Adhesion and spreading of human skin fibroblasts on physicochemically characterized gradient surfaces
Article first published online: 13 SEP 2004
Copyright © 1995 John Wiley & Sons, Inc.
Journal of Biomedical Materials Research
Volume 29, Issue 11, pages 1415–1423, November 1995
How to Cite
Ruardy, T. G., Schakenraad, J. M., van der Mei, H. C. and Busscher, H. J. (1995), Adhesion and spreading of human skin fibroblasts on physicochemically characterized gradient surfaces. J. Biomed. Mater. Res., 29: 1415–1423. doi: 10.1002/jbm.820291113
- Issue published online: 13 SEP 2004
- Article first published online: 13 SEP 2004
- Manuscript Accepted: 18 MAY 1995
- Manuscript Received: 6 JUL 1994
In this study, adhesion and spreading of human skin fibroblasts on gradient surfaces of dichlorodimethylsilane (DDS) coupled to glass was investigated. Gradient surfaces were prepared by the diffusion technique and characterized by the Wilhelmy plate technique for their wettability and by scanning x-ray photoelectron spectroscopy for their chemical surface composition.
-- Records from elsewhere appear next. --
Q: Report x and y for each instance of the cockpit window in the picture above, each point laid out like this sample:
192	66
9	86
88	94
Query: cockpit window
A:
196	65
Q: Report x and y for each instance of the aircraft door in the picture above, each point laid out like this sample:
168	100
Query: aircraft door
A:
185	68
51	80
A linear relation between the gradient length, based on advancing water contact angles, and the square root of the diffusion time of DDS was observed. XPS analysis and the cellular experiments were carried out on gradient surfaces prepared using diffusion time of 3 h. A continuously varying chemical composition over the length of the gradient surfaces observed with the Si/O elemental surface concentration ratio being highest on the hydrophobic end of the gradient surfaces. In the presence of serum proteins, human skin fibroblasts seeded on these gradient surfaces showed a preferential adhesion onto the steepest part of the gradient, probably due to an optimal local wettability and/or local chemistry. Furthermore, it was shown that the spread area of human fibroblasts increased over the length of the gradient surface when going from the hydrophobic to the hydrophilic end. Summarizing, this study shows that the use of gradient surfaces to study cellular responses to materials surface properties, like wettability, yields more-convincing conclusions than the use of a variety of materials with different wettabilities due to the control of the specific surface chemistry of gradient surfaces. © 1995 John Wiley & Sons, Inc.